Introduction

Managing user authentication and authorization requires ensuring high availability of the NAC system, since, in the event of its failure, connecting users and endpoints will become impossible.

Eltex-NAICE implements high availability using an Active-Active scheme with a VRRP address. This allows a single RADIUS server to be used in the configuration of network devices and provides redundancy for devices that do not support specifying multiple RADIUS servers. To configure the high-availability scheme, four virtual (or physical) servers must be allocated: two for running NAICE services and two for running the PostgreSQL database, which is responsible for storing system data.

Installing or upgrading a high-availability configuration on a host previously used for operating the system in single-host mode is not allowed.

General high-availability scheme

  • High availability for NAICE is implemented using an Active-Active scheme. Network devices can send RADIUS requests to any NAICE server. This requires configuring either a single radius-server host instance with the VIP address on the network equipment, or two radius-server host instances using the actual NAICE server addresses.
  • In addition to the IP addresses of the NAICE servers, a VIP address is used. It is reserved via the VRRP protocol using the keepalived service. This address may also be used by network devices for RADIUS traffic exchange, allowing the configuration of only one radius-server host instance. The address is also used for administrative access, including access to the web management interface.
  • PostgreSQL database high availability is implemented using replication manager. Replication is configured on two nodes, which operate in the Primary and Standby roles.
  • NAICE service database connection settings must include both database addresses.

    To license a high-availability scheme, two licenses are required, one for each NAICE host. Each license must have its own Product ID while sharing the same license key.


Server system requirements

System requirements for the servers are described in the “High-availability deployment” section of v1.1_3.1 System requirements.

Installation

Both online and offline installation methods are supported.

Online installation is supported on all operating systems listed as supported and is described below.

Offline installation in an isolated network is described in section v1.1_3.4.1 High-availability installation in an isolated network (using VRRP).

Online installation

To perform an online installation, the target hosts must have direct Internet access. Using a proxy server or any mechanism that modifies certificates of destination websites accessed during installation is not allowed.

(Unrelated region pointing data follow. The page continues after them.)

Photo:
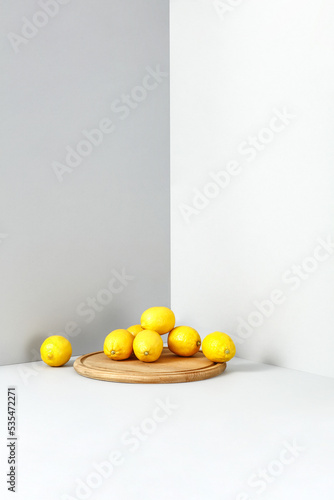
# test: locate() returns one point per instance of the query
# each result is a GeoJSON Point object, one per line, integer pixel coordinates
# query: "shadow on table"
{"type": "Point", "coordinates": [248, 367]}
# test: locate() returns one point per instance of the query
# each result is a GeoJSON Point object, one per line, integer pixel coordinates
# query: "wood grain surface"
{"type": "Point", "coordinates": [169, 368]}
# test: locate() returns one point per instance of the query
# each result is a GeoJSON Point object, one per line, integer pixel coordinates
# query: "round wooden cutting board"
{"type": "Point", "coordinates": [168, 368]}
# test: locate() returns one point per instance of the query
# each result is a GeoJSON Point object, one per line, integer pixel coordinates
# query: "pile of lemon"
{"type": "Point", "coordinates": [144, 340]}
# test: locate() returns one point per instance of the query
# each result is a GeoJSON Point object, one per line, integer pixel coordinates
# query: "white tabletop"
{"type": "Point", "coordinates": [255, 431]}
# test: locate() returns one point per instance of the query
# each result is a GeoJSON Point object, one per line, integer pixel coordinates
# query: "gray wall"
{"type": "Point", "coordinates": [70, 226]}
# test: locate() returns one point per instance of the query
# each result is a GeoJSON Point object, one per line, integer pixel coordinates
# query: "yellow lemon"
{"type": "Point", "coordinates": [148, 346]}
{"type": "Point", "coordinates": [56, 350]}
{"type": "Point", "coordinates": [158, 319]}
{"type": "Point", "coordinates": [218, 347]}
{"type": "Point", "coordinates": [118, 344]}
{"type": "Point", "coordinates": [184, 341]}
{"type": "Point", "coordinates": [134, 329]}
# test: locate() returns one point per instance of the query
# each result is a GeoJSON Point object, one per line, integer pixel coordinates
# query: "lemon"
{"type": "Point", "coordinates": [148, 346]}
{"type": "Point", "coordinates": [218, 347]}
{"type": "Point", "coordinates": [134, 329]}
{"type": "Point", "coordinates": [184, 341]}
{"type": "Point", "coordinates": [158, 319]}
{"type": "Point", "coordinates": [56, 350]}
{"type": "Point", "coordinates": [118, 344]}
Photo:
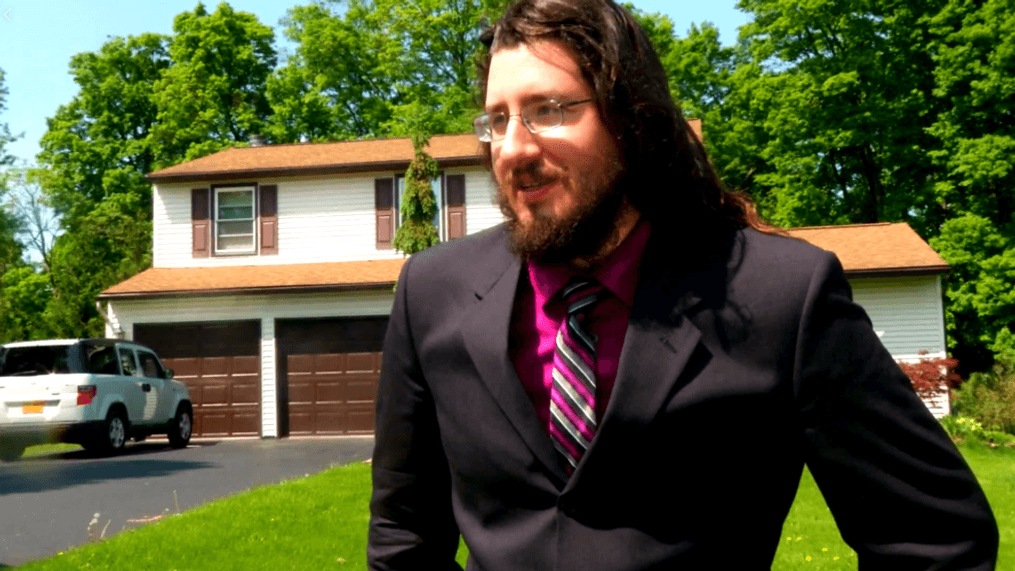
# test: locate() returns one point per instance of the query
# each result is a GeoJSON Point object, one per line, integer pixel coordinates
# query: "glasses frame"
{"type": "Point", "coordinates": [487, 136]}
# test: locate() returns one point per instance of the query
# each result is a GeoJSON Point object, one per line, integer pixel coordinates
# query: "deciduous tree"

You must specify IP addresses of the target servers during installation. Using domain names is not permitted.

The installation is performed using two Ansible playbooks:

  • The PostgreSQL cluster is installed using the playbook install-postgres-cluster.yml.
  • The NAICE services and the keepalived service are installed using the playbook reservation-naice-services.yml.

Preparation for installation 

The addresses of the target hosts on which the installation will be executed are defined in the inventory/hosts-cluster.yml file.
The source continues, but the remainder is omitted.